Kotek, in answer to a question from County Commissioner Larry Wilson, said it would be hard to get the distribution formula for gas tax changed between the state, counties and cities, and there could be danger in opening that up as there might be unintended consequences.
However, Kotek said she is willing to work on getting more money to regions in the ConnectOregon program and finding more permanent funding. ConnectOregon helps communities and private businesses fund transportation infrastructure improvements.
She also agreed with Ontario businessman Ralph Poole that the application process for ConnectOregon projects could be simplified for small business.
Whether the clean fuels bill, designed to reduce carbon emissions from vehicles, will increase the cost of fuels is not known yet, Kotek said.
The legislation passed after lengthy discussion and a Republican attempt to repeal it failed.
Kotek noted that there are arguments for and against the clean fuels bill that won’t work, and it will cause a significant price increase at the pump.
It is too early to know what the price impact will be , she said.
Smith said there are ongoing conversations to create a bimodal transportation complex in Malheur County that would facilitate shipping products from the area in more timely and efficient manner.
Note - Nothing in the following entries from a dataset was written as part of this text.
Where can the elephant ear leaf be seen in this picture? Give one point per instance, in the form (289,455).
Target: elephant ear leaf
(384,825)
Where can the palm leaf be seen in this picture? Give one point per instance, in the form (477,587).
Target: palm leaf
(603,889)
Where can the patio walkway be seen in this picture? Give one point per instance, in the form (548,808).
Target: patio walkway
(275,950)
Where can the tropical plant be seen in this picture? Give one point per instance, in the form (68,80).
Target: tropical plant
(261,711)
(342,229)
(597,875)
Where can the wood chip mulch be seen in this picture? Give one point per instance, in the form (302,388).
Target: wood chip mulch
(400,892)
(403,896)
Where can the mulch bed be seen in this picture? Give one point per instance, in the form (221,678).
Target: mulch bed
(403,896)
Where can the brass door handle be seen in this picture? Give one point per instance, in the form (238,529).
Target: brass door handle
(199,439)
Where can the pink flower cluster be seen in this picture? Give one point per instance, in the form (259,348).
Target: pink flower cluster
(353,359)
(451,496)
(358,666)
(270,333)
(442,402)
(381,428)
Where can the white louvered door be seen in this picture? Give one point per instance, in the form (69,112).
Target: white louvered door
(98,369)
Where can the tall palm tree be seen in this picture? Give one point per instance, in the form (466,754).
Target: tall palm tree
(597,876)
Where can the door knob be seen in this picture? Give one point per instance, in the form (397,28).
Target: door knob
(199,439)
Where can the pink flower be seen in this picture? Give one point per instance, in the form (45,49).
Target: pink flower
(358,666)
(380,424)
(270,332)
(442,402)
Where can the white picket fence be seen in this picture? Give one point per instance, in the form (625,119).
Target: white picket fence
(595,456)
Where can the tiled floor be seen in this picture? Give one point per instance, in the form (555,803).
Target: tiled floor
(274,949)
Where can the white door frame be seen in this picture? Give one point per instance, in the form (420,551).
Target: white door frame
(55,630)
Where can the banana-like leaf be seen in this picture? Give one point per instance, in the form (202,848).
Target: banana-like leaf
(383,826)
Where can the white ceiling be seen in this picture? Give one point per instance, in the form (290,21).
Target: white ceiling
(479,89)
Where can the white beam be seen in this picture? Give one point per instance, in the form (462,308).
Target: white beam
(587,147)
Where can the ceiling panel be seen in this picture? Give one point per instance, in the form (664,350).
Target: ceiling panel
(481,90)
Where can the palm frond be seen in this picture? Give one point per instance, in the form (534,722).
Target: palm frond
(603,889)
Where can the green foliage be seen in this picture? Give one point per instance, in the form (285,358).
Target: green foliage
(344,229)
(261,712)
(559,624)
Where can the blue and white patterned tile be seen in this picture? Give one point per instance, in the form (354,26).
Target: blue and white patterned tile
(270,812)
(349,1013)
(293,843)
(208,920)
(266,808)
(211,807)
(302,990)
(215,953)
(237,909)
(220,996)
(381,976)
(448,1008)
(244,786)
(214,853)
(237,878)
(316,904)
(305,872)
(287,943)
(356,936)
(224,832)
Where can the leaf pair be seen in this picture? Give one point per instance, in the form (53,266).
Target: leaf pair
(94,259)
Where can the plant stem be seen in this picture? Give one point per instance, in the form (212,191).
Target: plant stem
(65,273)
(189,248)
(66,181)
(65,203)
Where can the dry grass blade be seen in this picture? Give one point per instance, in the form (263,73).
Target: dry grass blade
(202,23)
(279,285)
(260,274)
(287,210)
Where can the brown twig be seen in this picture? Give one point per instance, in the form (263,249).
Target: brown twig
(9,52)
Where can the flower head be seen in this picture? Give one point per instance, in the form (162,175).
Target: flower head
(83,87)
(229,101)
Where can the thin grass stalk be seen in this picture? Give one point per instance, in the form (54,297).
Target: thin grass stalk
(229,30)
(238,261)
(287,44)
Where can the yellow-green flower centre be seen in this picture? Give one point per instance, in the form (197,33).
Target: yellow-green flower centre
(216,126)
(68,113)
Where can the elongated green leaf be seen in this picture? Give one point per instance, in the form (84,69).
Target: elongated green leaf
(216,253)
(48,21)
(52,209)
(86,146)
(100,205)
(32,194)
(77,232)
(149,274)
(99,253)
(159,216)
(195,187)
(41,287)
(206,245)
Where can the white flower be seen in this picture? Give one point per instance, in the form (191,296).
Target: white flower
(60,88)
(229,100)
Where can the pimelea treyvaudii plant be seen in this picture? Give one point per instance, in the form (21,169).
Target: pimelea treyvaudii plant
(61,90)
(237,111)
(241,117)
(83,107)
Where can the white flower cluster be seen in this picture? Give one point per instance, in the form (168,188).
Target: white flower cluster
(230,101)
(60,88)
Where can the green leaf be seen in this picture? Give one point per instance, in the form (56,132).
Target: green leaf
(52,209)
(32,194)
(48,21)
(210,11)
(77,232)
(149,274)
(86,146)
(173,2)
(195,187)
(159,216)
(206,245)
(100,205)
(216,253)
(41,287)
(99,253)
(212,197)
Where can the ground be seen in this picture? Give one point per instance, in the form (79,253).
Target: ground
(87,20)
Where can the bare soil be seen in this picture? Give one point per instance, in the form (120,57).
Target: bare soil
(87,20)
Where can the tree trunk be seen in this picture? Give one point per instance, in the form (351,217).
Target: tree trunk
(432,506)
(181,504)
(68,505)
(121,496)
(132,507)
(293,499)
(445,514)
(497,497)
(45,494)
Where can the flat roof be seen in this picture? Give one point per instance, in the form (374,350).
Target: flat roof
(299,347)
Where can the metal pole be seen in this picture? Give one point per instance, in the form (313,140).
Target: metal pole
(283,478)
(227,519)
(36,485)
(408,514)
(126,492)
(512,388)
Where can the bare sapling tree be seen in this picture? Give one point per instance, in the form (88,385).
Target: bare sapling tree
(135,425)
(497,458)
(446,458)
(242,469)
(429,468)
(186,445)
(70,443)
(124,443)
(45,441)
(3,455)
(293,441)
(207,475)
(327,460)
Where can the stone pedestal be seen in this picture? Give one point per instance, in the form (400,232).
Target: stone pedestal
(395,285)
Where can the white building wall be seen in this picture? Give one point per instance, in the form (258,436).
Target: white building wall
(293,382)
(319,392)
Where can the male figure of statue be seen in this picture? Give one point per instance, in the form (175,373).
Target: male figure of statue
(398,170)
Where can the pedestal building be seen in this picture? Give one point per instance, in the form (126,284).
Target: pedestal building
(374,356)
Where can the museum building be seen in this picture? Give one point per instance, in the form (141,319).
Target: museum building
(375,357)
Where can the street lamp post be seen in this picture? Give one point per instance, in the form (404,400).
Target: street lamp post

Grant Kitamura, of Murakami Produce in Ontario, said the local industry needed help with shipping. Being isolated means trouble getting trucks in and out of the area.
Harney County Clerk Derrin Robinson said hay producers were interested in the possibility of a bimodal facility in Malheur County as well.
As part of her tour, Kotek was going to get a look at the Juntura Cutoff Road, for which the Legislature provided funding for major improvements. Smith lauded Kotek’s and Bentz’s efforts in getting that funding approved.
After completing her tour in Malheur and Harney counties today, Kotek was also visiting Baker County.